O advogado eleitoral Alberto Rollo concorda com a OAB sobre 10 de junho. "Entendo que se for aprovado antes do início das convenções, vale." Rollo acredita, porém, que a discussão deve chegar ao TSE. "Alguns partidos devem entrar nos TREs e o caso vai chegar ao TSE", avalia.Para Mendes, porém, é preciso esperar. "Não sabemos exatamente qual será o teor da lei, como vai sair do Senado." Os senadores podem alterar o texto para definir a partir de quando a lei vale.
Constitucionalidade
Rollo destaca, porém, que outro item da lei deve ser questionado: a constitucionalidade.

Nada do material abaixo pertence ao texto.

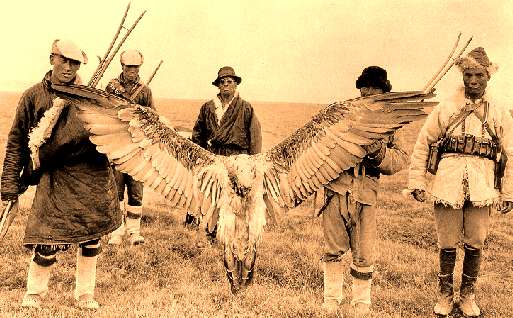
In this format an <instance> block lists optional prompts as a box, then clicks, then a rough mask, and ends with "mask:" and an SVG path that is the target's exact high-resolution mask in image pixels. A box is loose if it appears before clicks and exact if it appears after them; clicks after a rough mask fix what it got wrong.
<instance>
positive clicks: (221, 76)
mask: <svg viewBox="0 0 513 318" xmlns="http://www.w3.org/2000/svg"><path fill="white" fill-rule="evenodd" d="M223 77H232V78H233V79H234V80H235V82H236V83H237V85H238V84H240V82H242V78H240V77H239V76H237V75H235V71H234V70H233V67H231V66H223V67H221V68H220V69H219V72H217V78H216V80H215V81H213V82H212V85H214V86H219V81H220V80H221V78H223Z"/></svg>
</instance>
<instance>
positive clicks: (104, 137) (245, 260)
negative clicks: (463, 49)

Isso porque o artigo 5º da Constituição, que aborda os direitos e garantias fundamentais, afirma que "ninguém será considerado culpado até o trânsito em julgado de sentença penal condenatória".
"O próprio Supremo na ADFF 14 (Argüição de Descumprimento de Preceito Fundamental) já decidiu contra barrar candidaturas sem condenação transitada em julgado. Se alguém questionar a lei diretamente no STF, a lei da ficha limpa pode ser considerada inconstitucional."
A ADPF 144 foi votada em agosto de 2008, antes das eleições municipais. Na ocasião, o STF decidiu que não poderiam ser barradas candidaturas de políticos condenados na primeira instância por conta da presunção de inocência.
EficáciaPara o ex-ministro do TSE Fernando Neves, porém, a lei da ficha limpa não é inconstitucional. "Inelegibilidade não pressupõe culpa formada, não deve haver discussão sobre presunção da inocência. Pode haver inelegibilidade por parentesco, estar em cargo, falta de domicílio eleitoral ou filiação partidária. Causas que não têm nada a ver com condenação criminal."
Todos os juristas ouvidos pelo G1 concordam que há poucos políticos condenados por decisão colegiada e que um pequeno número de pessoas seria prejudicado com a lei da "ficha limpa". Mesmo assim, todos concordam que a condenação deve ser por grupo de juízes, e não por uma decisão monocrática (de um único magistrado), como garantia dos direitos individuais.
"No meu estado (RN), há casos de alguns ex-prefeitos condenados em segunda instância. Mas o número é muito baixo. Mas acho que a discussão não deve ser esta, mas sim a eficácia pedagógica da lei. Os políticos saberem que há outras consequências práticas para quem comete irregularidades", avalia o desembargador Cláudio Santos.